The behavior of feed enable signals can be configured via Granity machine tab. Logic 1 to these pins is required for drive operation:
- GPI1 - enable positive direction feed.
- GPI2 - enable negative direction feed.
Home switch (optional):
- GPI3 - home switch input. Polarity can be configured via Granity.
In the image below A way to connect switches to J5 port. Inputs are supplied by the J5 connector 5V output. Alternatively the switches may be also supplied from an external 5-24VDC supply.
Pulse and direction setpoint
This example shows how to wire a typical single ended pulse and direction controller.
Quadrature signal setpoint
This example shows how to wire a typical single ended quadrature controller.
PWM signal setpoing
This example shows how to wire a typical single ended PWM controller.
Analog signal setpoint
This example shows how to wire a typical single ended Analog setpoint controller. Maximum analog signal voltage is +/-10V.
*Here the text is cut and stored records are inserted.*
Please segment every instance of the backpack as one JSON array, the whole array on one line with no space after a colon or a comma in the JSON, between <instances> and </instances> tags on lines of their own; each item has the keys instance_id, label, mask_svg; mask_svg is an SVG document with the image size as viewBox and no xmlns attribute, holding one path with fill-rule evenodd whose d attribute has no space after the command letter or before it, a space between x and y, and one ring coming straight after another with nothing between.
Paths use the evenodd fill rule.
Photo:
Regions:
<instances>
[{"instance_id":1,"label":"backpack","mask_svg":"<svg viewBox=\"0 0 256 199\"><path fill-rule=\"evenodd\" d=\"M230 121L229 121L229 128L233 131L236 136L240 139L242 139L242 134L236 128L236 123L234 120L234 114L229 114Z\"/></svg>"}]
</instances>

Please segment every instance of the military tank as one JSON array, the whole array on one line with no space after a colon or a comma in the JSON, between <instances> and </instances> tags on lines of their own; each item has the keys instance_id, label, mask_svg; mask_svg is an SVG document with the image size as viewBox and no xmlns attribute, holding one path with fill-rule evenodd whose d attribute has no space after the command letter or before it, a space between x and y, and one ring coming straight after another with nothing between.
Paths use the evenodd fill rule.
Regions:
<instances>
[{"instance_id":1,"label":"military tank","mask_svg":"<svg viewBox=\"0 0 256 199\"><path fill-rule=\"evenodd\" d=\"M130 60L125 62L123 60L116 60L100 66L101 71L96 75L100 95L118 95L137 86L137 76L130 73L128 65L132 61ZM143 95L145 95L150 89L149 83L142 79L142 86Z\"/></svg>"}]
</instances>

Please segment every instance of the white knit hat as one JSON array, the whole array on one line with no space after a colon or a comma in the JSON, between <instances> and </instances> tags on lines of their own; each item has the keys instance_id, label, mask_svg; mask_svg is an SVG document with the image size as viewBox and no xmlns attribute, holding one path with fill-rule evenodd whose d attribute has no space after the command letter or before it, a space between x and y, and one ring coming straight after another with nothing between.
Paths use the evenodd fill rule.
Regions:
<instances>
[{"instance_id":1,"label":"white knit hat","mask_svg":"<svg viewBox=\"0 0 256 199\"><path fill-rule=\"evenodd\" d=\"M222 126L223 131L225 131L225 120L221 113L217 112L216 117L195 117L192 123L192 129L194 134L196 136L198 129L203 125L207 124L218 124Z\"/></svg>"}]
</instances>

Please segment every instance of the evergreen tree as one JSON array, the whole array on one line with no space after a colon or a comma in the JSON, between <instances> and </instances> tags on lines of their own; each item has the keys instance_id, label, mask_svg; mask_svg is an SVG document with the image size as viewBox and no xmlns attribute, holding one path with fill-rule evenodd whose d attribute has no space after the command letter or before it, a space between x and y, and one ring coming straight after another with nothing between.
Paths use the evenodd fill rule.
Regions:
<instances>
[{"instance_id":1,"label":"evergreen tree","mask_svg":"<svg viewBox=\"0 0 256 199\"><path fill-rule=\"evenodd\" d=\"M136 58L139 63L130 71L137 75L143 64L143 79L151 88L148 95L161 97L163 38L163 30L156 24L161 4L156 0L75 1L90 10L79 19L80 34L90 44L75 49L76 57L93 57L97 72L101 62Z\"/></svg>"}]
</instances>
Complete example with pulse & direction
The examples above can be combined to achieve the user goals. The example below has complete set of I/O features used.
- Pulse & direction set point
- Clear faults output (off-on-off pulse generated by controller user if FAULT input goes on)
- Monitoring of drive state: servo ready, tracking error warning, drive fault, motor braking status
- Axis limit switches & home switch
Notes:
- The controller in the example has 5 volt single ended inputs & outputs
- Controller inputs have pull-down resistor or other means to ensure off or 0 state when input is floating
- It's not required to to monitor & control the I/O lines at controller
Complete example with differential analog setpoint
Same as above expect this time the setpoint signal is a differential analog voltage output (max +/-10V).